В ответ он только проворчал что-то неразборчивое. Видно было, что он не слышал моего имени, да и ему было все равно, кто я такая, но зато сидевшая рядом его жена прекрасно это знала: она робко тронула его за плечо, одновременно обратив ко мне виноватый взгляд:
— Не будь так неучтив, дорогой. Она очень знаменита.
— Правда? — Мужчина снова повернулся к нам спиной. — И давно? Ей, наверное, уже лет сто, не меньше.
Я до боли сжала в руке вилку. Но Мари-Луиза его замечание пропустила мимо ушей.
— Я надеялась, что хоть вы собираетесь вернуться в Париж. Скажите, что это так. Я просто в отчаянии. Громоны остались там, многие наши друзья тоже. Говорят, для нас там совершенно безопасно.
Я не могла не заметить, как Мари-Луиза подчеркнула это «для нас». Она имела в виду людей со средствами и положением в обществе, которые способны легко пережить позор оккупации.
— Немцы вовсе нас не ненавидят, — продолжала она. — Они обожают Францию. Они живут в «Рице», ходят в театры и Оперу, обедают в ресторанах. У них есть деньги, и они их тратят, как в старые времена. Tr`es jolie! — Она рассмеялась так же весело, как и парочка за соседним столиком, а у меня болезненно сжалось сердце. — Так вы поедете со мной? — спросила Мари-Луиза. — Женщинам сейчас опасно ездить в одиночку, но вот вдвоем… — Она помолчала. — Полагаю, у вас есть шофер?
Я кивнула:
— Зато нет бензина. Мы едва доехали.
— У меня есть один знакомый чиновник в правительстве, он может продать нам бензин по норме! — заявила она, хлопая в ладоши от радости, а потом подмигнула и поглядела по сторонам. — Всем нужен бензин, — продолжала она, понизив голос. — Это сейчас новый контрабандный товар. Бензин и мясо.

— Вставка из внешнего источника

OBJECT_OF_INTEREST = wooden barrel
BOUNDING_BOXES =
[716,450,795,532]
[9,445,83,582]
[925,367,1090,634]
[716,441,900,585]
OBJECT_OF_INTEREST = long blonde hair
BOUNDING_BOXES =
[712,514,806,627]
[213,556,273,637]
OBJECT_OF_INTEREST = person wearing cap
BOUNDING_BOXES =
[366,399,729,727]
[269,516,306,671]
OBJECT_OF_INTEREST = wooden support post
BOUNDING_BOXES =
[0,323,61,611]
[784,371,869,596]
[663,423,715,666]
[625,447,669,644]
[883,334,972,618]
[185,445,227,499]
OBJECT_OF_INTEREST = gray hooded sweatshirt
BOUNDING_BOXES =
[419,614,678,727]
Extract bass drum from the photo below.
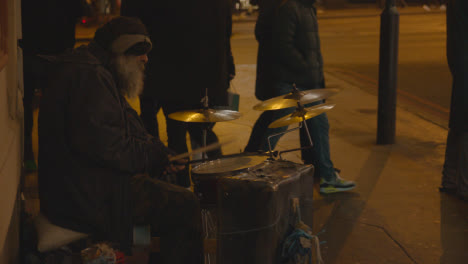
[192,153,269,208]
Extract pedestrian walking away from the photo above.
[245,0,355,194]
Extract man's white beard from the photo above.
[114,55,145,98]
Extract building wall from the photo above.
[0,0,23,264]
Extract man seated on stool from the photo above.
[39,17,203,263]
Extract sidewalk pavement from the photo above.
[77,8,468,264]
[232,1,445,22]
[76,4,445,41]
[215,65,468,264]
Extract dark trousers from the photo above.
[23,52,48,160]
[245,83,336,181]
[131,175,203,264]
[442,128,468,198]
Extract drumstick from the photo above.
[169,142,222,162]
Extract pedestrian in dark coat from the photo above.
[255,0,279,101]
[245,0,355,193]
[121,0,235,186]
[440,0,468,200]
[39,17,202,263]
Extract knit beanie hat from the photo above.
[94,16,152,56]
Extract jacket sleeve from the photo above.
[272,4,307,72]
[65,67,168,175]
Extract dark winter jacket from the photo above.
[255,0,279,100]
[447,0,468,132]
[121,0,234,107]
[39,43,172,252]
[273,0,324,88]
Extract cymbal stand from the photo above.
[201,88,209,161]
[268,101,314,159]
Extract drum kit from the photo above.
[169,85,340,204]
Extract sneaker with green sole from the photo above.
[320,169,356,194]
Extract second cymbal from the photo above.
[268,104,335,128]
[169,109,241,123]
[253,88,340,111]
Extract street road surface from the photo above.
[231,12,451,127]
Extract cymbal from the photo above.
[268,104,335,128]
[253,88,340,111]
[169,109,241,123]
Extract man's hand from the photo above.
[163,155,188,174]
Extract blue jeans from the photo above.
[245,83,336,181]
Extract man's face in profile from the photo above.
[113,54,148,98]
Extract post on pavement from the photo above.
[377,0,400,145]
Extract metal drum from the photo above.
[192,153,268,207]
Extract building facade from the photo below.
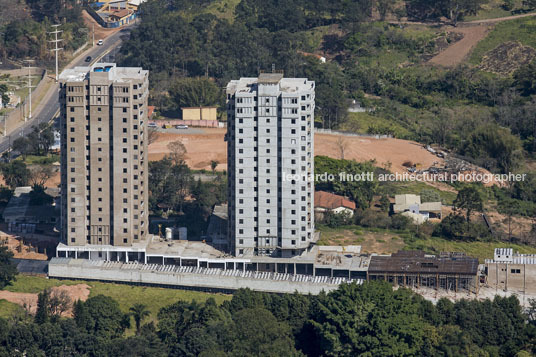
[226,73,315,257]
[60,63,149,246]
[486,248,536,294]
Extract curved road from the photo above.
[0,25,133,153]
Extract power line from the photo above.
[24,60,34,122]
[48,24,63,82]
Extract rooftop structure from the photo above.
[367,251,479,292]
[393,194,442,223]
[485,248,536,294]
[315,191,356,211]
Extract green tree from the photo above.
[453,186,484,222]
[74,295,130,339]
[11,136,31,160]
[231,308,298,357]
[0,160,31,190]
[129,304,151,334]
[380,195,391,212]
[0,246,17,289]
[376,0,395,21]
[210,160,220,173]
[169,78,223,109]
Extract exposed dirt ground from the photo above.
[149,129,442,173]
[429,24,491,67]
[149,129,227,171]
[0,284,91,317]
[82,10,121,43]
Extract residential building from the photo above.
[181,107,218,120]
[60,63,149,248]
[315,191,356,219]
[226,73,315,257]
[393,194,442,224]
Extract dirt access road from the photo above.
[430,13,536,67]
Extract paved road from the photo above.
[0,25,134,153]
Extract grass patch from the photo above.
[4,274,80,294]
[463,0,523,21]
[469,17,536,65]
[85,281,232,334]
[0,299,24,319]
[5,274,232,321]
[205,0,240,23]
[16,154,60,165]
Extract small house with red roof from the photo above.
[315,191,356,219]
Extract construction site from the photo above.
[48,236,482,295]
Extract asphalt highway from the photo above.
[0,25,133,153]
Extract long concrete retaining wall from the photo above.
[48,258,362,295]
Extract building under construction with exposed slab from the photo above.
[367,251,479,293]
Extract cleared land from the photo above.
[149,129,442,173]
[317,226,536,263]
[430,25,490,67]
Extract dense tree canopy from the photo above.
[0,282,536,357]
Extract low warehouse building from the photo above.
[485,248,536,294]
[367,251,479,293]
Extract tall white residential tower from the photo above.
[226,73,315,257]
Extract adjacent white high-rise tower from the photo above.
[226,73,315,257]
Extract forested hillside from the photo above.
[0,283,536,357]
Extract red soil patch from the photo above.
[82,10,121,44]
[430,25,491,67]
[0,284,91,317]
[149,129,442,173]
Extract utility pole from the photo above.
[48,24,63,83]
[24,60,33,122]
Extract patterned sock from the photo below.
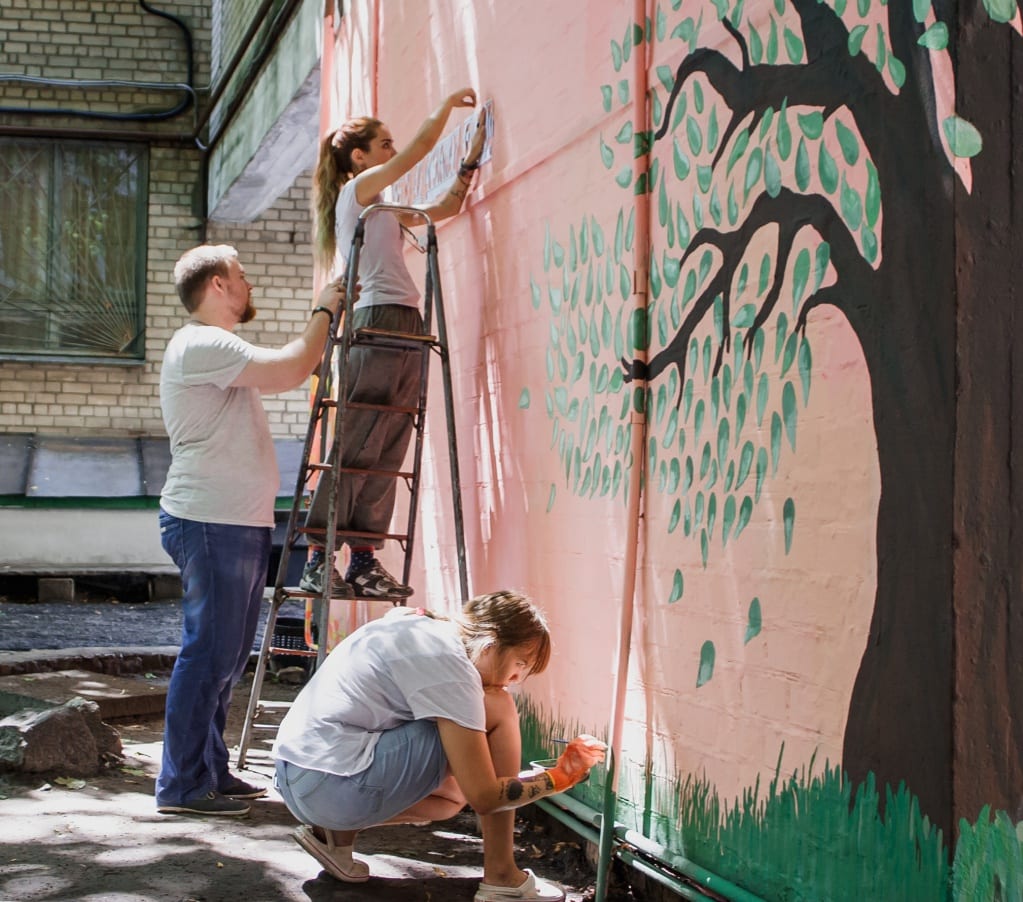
[348,547,376,576]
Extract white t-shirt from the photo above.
[273,608,487,776]
[160,322,280,527]
[333,179,419,308]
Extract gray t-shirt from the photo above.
[160,323,280,527]
[333,179,419,308]
[273,608,487,776]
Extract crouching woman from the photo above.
[274,591,605,902]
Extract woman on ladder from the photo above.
[300,88,486,599]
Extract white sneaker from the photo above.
[292,824,369,884]
[474,867,565,902]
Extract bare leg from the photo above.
[480,687,528,887]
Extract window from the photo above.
[0,138,148,361]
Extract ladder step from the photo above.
[322,398,421,416]
[352,328,440,350]
[295,527,408,542]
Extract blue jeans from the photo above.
[157,510,271,805]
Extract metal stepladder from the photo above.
[237,204,469,768]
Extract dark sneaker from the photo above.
[157,793,249,817]
[299,558,355,598]
[219,773,266,799]
[347,558,414,598]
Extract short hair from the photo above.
[174,244,238,313]
[457,589,550,674]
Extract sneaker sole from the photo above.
[157,805,252,817]
[292,830,369,884]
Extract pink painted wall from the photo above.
[331,0,904,814]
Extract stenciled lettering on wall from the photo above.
[390,100,494,206]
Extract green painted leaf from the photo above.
[685,116,703,156]
[782,331,799,376]
[782,498,796,554]
[846,25,866,56]
[796,138,810,191]
[813,241,831,291]
[941,116,993,157]
[835,120,859,166]
[743,597,762,645]
[785,28,803,63]
[731,304,757,329]
[743,147,763,201]
[841,173,863,232]
[668,570,683,604]
[817,142,838,194]
[697,638,714,689]
[859,225,878,263]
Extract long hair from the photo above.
[457,589,550,674]
[313,116,383,272]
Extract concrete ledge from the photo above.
[0,645,179,676]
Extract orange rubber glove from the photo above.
[546,733,608,793]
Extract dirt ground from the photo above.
[0,662,633,902]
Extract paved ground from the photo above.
[0,601,634,902]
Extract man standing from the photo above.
[157,244,345,815]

— По норме до Парижа не хватит, — задумчиво сказала я, — но лиха беда начало…
Итак, решено. Мари-Луиза едет со мной. Отправимся завтра на рассвете, чтобы проскочить подальше, пока дорога свободна. Хотя, думала я, оглядывая посетителей ресторана, ни один из этих дураков в Виши, похоже, никуда не спешит.